The thing, above all else, that keeps the film’s head above water is that almost everyone involved is in on the joke. Rosario Dawson gives the role everything, but plays it with a nod and a wink that ensures she is always able to keep the film’s trashiness at arm’s length. The same cannot be said for Heigl, who embraces Unforgettable with the seemingly genuine belief that it is the wonderful project that will allow her to ascend from the romcom doldrums back into the Hollywood A-list. There’s none of the unrestrained silliness that made Ryan Guzman such a memorable villain in the similarly bargain basement thriller The Boy Next Door a few years ago.

It’s disappointing to see Heigl no-selling the weirdness of a story that has every shred of information about someone available at the touch of a search engine. Had she vamped it up a little more and gone for silly over serious, the film could almost have worked. Unfortunately, she feels like a square peg in a round hole in amongst a galaxy of knowingly over-the-top performances – not least from Cheryl Ladd as the genuinely terrifying hoity-toity mother of Heigl’s character.

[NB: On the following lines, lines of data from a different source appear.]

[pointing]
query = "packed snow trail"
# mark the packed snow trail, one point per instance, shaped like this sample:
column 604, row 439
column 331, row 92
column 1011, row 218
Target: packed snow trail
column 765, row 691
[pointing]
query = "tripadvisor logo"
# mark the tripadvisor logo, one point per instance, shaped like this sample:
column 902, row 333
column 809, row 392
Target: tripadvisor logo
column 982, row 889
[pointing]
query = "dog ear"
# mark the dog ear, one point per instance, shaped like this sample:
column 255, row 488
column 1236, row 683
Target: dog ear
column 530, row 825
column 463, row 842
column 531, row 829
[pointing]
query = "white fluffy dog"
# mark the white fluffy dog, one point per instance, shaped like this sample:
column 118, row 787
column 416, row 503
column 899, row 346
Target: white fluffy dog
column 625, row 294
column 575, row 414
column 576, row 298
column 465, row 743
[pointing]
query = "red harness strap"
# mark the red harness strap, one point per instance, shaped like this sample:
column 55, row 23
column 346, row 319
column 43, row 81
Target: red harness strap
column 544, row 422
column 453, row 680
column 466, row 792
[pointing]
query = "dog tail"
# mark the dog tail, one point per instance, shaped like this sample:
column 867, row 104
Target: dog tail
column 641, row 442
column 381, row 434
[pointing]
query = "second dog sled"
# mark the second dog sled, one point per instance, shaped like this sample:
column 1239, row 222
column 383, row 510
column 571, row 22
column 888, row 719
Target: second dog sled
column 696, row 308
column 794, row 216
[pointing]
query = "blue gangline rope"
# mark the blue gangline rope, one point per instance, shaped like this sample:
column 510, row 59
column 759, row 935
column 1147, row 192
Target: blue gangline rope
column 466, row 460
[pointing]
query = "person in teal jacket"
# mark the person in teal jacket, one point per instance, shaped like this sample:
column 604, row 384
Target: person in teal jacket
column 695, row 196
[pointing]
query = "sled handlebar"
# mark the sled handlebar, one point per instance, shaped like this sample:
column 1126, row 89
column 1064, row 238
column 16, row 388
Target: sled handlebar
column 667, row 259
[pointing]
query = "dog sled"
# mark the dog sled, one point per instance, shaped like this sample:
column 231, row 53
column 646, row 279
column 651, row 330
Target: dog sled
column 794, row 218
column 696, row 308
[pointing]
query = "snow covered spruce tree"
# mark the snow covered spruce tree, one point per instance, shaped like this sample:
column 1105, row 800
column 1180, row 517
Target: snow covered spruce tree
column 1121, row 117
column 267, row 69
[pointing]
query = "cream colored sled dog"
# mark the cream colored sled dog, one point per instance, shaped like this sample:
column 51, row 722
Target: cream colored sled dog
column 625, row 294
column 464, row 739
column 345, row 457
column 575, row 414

There are huge swathes of time during Unforgettable where nothing seems to be happening and others when there are moments of quite shocking narrative darkness that seem to be at odds with the rather campy feel of the action. Unforgettable works best when it is sure of its tone and turns up the camp. The finale is a fiasco of oddball lighting, screeching sound design and shaky cam action that is every bit as bonkers as the film’s premise promises. If only Heigl had got the fun memo.


Pop or Poop?

Rating: Poop!

Unforgettable comes within a whisker of being an enjoyably trash-tastic thriller with campy performers and a tone that stays on the right side of silly. Unfortunately, with a slightly tepid narrative and a genuinely awful central turn from Katherine Heigl, it never lives up to the heights of other page-turning thrillers. Its destiny is on VOD, where drunker, less discerning audiences may enjoy it as the fiasco that it is.